Игнатий, покинув дом своего отца, отправился в путь верхом…Прибыв в деревню, расположенную недалеко от Монтсеррата, он решил приобрести одежду, которую можно было бы надеть во время путешествия в Иерусалим. Поэтому он купил кусок мешковины, плохо сотканной и наполненной колючими деревянными волокнами. Из этого он сшил одежду, доходившую ему до пят…

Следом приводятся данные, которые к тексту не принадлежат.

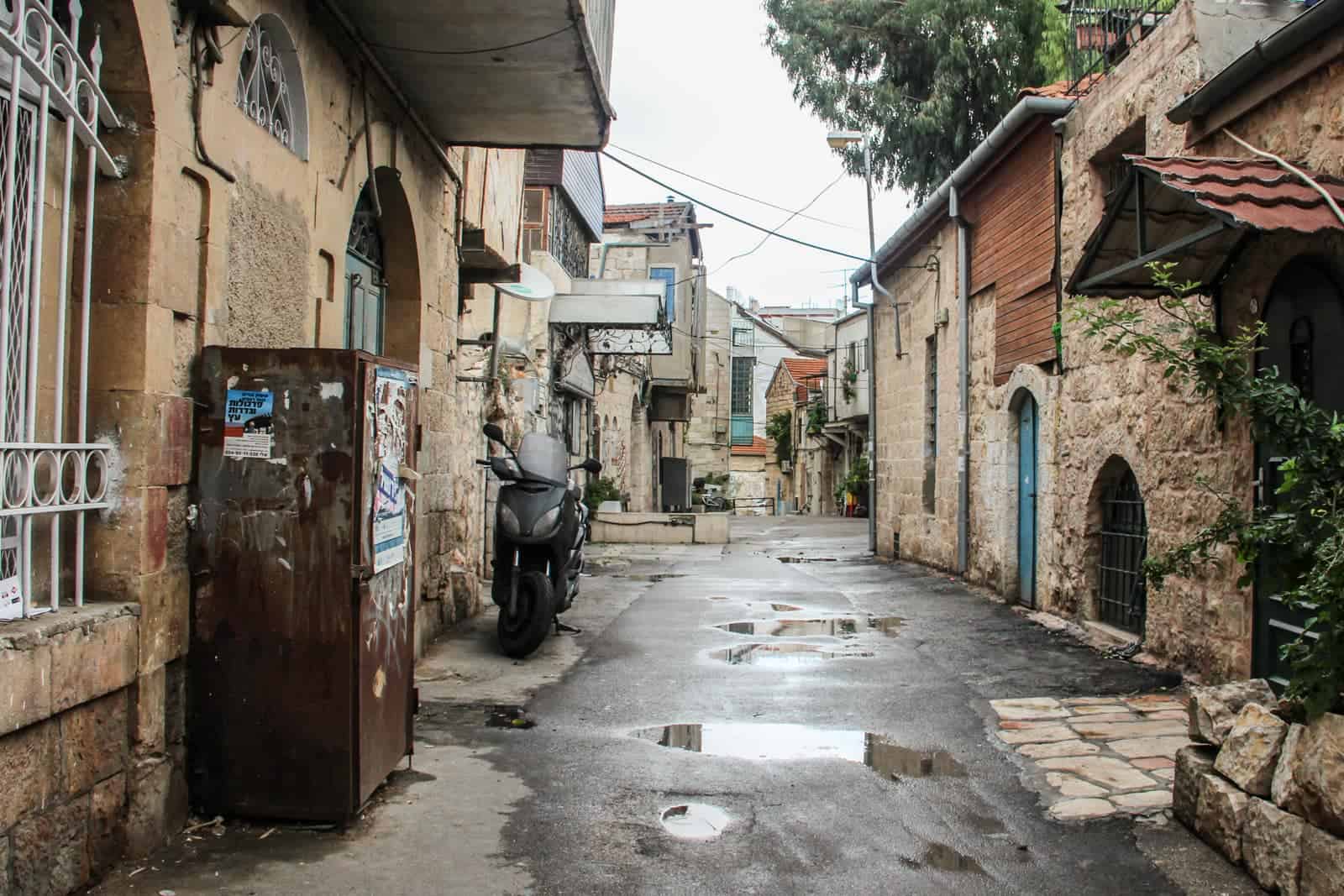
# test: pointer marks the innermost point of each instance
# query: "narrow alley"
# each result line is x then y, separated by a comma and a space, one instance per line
833, 708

Экипированный таким образом, он продолжил свой путь на Монтсеррат, размышляя, по своему обыкновению, о великих делах, которые он совершит ради любви к Богу. И поскольку раньше он читал рассказы Амадея Галльского и других подобных писателей, которые рассказывали, как христианские рыцари прошлого имели обыкновение проводить всю ночь, предшествующую дню, в который они должны были получить рыцарское звание, на страже перед алтарем Пресвятой Девы, он был переполнен этими мыслями. рыцарские фантазии, и решил подготовиться к благородному посвящению в рыцари, проведя ночь в бдении перед алтарем Богоматери на Монтсеррате. Он соблюдал все формальности этой церемонии, не сидя и не лежа, а попеременно стоя и преклоняя колени, и там он откладывал в сторону свои мирские достоинства, чтобы принять объятия Христа.
Заключение
Бдительность и преданность делу Лойолы на Монтсеррате привели бы его в конечном счете к созданию Общества Иисуса (иезуитов), одобренного папой римским в 1540 году, которое стало бы самым влиятельным и широко распространенным католическим орденом в мире. Иезуиты занимали центральное место в усилиях католической контрреформации, которая осудила притязания протестантской реформации как ересь и стремилась восстановить авторитет Католической церкви. Религиозные различия между католиками и протестантами послужили причиной или непосредственно привели к самым разрушительным военным конфликтам в Европе в 16-м и 17-м веках, но две центральные фигуры с обеих сторон изначально просто пытались понять роль Бога в своей жизни, а затем, как следствие, и в жизни других людей.
В основе убеждений как Лютера, так и Лойолы лежало духовное пробуждение, и все же каждый интерпретировал послание от Бога по-разному, что затем определило путь не только их собственной жизни, но и многих других вплоть до сегодняшнего дня. Маккаллох комментирует:
Символом преображения стало ночное бдение, которое Лойола провел перед паломнической статуей Черной Мадонны на Монтсеррате в день ее праздника Благовещения (25 марта 1522 года); предполагалось, что это будет канун его предполагаемого (хотя на самом деле впоследствии сильно отложенного) отъезда в Иерусалим, и он посвящал его себя рыцарем накануне посвящения в рыцари, сбрасывая при этом внешнее великолепие кастильского придворного. Параллельная одинокая борьба Лютера с Богом в конечном счете привела его к осознанию того, что его спасение было безусловным даром Божьим, освобождающим его от всех его естественных уз; эта свобода дала ему возможность бросить вызов тому, что он считал мирскими силами рабства в средневековой Западной церкви. Игнатий обнаружил, что его встреча с Богом была лучше всего выражена в формах, заимствованных из иберийского общества, которое создало самую триумфальную форму той же Церкви: рыцарское выражение долга и служения. Таким образом, противоположные переживания обращения привели соответственно к бунту и послушанию. Это был важный символ того, что разделило протестантскую реформацию и католическую контрреформацию. (221)
Эти движения, в большей или меньшей степени поддержанные обоими мужчинами, изменили бы мир. Протестантская реформация бросила вызов авторитету статус-кво, в то время как контрреформация утверждала, что традиции можно придерживаться и при этом сохранять актуальность в меняющиеся времена. Согласно различным научным взглядам, эти два движения реформации продолжаются и в наши дни и, в значительной степени, основаны на совершенно разных ответах Мартина Лютера и Игнатия Лойолы на то, что они понимали как послания от одного и того же Бога.